While reading through this lens I focused more on why Humbert acted a certain way instead of how bad his actions were. If I hadn't been focusing on the psychoanalytical lens I would have focused more on how his actions are impacting others and I would be judging him more harshly. I wouldn't have understood the fact that he was scarred at a very young age and this nymphet obsession sparked because of a certain event. Also I would have been totally biased and said that he was a very evil man and not even look at the reason why he acted this way. In other words I wouldn't be sympathizing with Humbert.
My beliefs about Humbert and Lolita's relationship still stands.

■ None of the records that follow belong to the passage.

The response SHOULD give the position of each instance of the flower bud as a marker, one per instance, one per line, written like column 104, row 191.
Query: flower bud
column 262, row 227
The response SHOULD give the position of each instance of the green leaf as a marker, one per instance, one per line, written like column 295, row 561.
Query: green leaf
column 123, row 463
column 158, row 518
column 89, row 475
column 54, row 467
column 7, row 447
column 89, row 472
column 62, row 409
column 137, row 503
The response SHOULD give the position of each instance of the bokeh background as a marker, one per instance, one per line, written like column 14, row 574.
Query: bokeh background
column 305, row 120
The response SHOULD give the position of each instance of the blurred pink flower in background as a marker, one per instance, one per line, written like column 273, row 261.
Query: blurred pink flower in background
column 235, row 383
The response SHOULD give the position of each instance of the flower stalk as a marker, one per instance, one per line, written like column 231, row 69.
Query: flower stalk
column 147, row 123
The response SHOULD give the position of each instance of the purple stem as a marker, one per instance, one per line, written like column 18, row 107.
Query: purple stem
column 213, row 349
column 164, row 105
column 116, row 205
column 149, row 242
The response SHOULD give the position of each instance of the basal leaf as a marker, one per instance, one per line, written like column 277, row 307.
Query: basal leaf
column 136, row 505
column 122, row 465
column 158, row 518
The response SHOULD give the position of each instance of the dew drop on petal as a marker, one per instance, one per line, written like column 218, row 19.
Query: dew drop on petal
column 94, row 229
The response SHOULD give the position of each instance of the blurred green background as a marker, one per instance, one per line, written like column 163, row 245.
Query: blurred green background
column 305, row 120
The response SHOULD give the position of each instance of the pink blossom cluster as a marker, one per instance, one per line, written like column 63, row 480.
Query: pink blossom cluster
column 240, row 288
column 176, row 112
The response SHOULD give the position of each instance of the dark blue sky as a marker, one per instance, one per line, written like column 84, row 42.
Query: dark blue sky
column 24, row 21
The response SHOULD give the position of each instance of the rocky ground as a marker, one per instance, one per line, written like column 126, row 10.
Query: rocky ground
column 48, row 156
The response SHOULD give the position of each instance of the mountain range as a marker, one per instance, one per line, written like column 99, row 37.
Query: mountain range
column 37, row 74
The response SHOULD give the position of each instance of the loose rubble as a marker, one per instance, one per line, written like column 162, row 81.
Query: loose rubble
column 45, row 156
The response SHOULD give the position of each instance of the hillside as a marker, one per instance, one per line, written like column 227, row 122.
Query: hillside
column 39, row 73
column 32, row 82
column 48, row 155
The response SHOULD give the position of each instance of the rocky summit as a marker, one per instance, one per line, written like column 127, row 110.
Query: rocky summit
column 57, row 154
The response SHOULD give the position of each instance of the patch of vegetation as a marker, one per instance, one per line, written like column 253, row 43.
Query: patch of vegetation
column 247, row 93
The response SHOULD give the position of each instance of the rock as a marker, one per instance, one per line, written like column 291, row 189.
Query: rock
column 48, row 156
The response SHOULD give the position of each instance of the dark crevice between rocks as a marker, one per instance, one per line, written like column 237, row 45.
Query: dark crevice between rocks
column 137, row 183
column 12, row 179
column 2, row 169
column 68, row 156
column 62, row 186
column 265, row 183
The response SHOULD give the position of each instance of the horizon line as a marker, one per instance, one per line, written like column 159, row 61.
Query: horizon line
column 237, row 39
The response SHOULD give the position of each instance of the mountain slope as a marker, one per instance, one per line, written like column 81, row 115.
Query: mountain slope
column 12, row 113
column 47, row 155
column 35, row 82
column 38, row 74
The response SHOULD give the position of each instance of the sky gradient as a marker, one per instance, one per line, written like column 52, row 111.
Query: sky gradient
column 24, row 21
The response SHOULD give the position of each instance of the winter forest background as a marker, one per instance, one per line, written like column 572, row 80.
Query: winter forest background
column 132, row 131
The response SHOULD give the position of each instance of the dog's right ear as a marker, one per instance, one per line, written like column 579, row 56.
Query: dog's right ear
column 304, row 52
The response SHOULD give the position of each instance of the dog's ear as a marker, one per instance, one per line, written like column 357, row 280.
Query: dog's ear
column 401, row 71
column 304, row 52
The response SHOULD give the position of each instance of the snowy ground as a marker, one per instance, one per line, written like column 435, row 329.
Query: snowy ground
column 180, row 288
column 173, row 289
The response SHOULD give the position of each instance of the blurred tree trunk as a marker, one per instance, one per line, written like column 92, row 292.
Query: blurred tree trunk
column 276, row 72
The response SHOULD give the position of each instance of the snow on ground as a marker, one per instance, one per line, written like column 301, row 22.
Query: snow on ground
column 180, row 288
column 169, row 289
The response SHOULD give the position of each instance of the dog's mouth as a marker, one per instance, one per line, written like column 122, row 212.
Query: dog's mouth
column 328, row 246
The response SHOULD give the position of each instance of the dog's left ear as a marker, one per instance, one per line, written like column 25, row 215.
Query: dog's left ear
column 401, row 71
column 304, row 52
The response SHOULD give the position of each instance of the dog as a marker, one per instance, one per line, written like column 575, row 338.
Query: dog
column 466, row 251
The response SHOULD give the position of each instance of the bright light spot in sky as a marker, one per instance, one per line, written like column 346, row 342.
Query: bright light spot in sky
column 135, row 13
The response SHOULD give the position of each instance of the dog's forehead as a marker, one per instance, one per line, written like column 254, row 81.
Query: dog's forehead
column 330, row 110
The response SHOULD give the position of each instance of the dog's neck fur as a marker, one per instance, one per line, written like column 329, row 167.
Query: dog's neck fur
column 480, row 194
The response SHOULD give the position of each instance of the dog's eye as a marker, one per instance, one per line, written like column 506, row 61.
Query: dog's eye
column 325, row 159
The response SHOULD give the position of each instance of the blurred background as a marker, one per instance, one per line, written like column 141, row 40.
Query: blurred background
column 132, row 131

This relationship was not only inappropriate it ruined many peoples lives. I do sympathize with Humbert towards the end and in the beginning because I realize that he has gone thought so much and it has definitely scared him. His paranoia when Lolita went missing, when Lolita puts his offer down in the end, and when he is aimlessly driving on the highway after killing Quilty. These all show that Humbert has been repeatedly hurt and we can feel his pain through the carefully chosen words of Vladimir Nabokov. This is the reason why he acts in a certain way that is outlawed in society. He wasn't taught properly and this is what is said in the forward by John Ray, Jr., Ph.D.: ""Lolita" should make all of us--parents, social workers, educators--apply ourselves with still greater vigilance and vision to the task of bringing up a better generation in a safer world." (Nabokov 3) This book should be used to teach parents to bring up their children the right way to make the world a safer place.
In the forward we are given the fates of different characters: "His [Mr. Windmuller] daughter, "Louise," is by now a college sophomore, "Mona Dahl" is a student in Paris. "Rita" has recently married the proprietor of a hotel in Florida. Mrs. "Richard F. Schiller" died in childbed, giving birth to a stillborn girl, on Christmas Day 1952, in Gray Star, a settlemen in the remotest Northwest. "Vivian Darkbloom" has written a biography, "My Cue," to be publshed shortly, and critics who have perused the manuscript call it her best book."(Nabokov 2) In the end we know Lolita becomes Mrs. "Richard F. Schiller" and so she dies giving birth to a stillborn. Everyone else settles into their own lives and this gives the reader and me a weird feeling.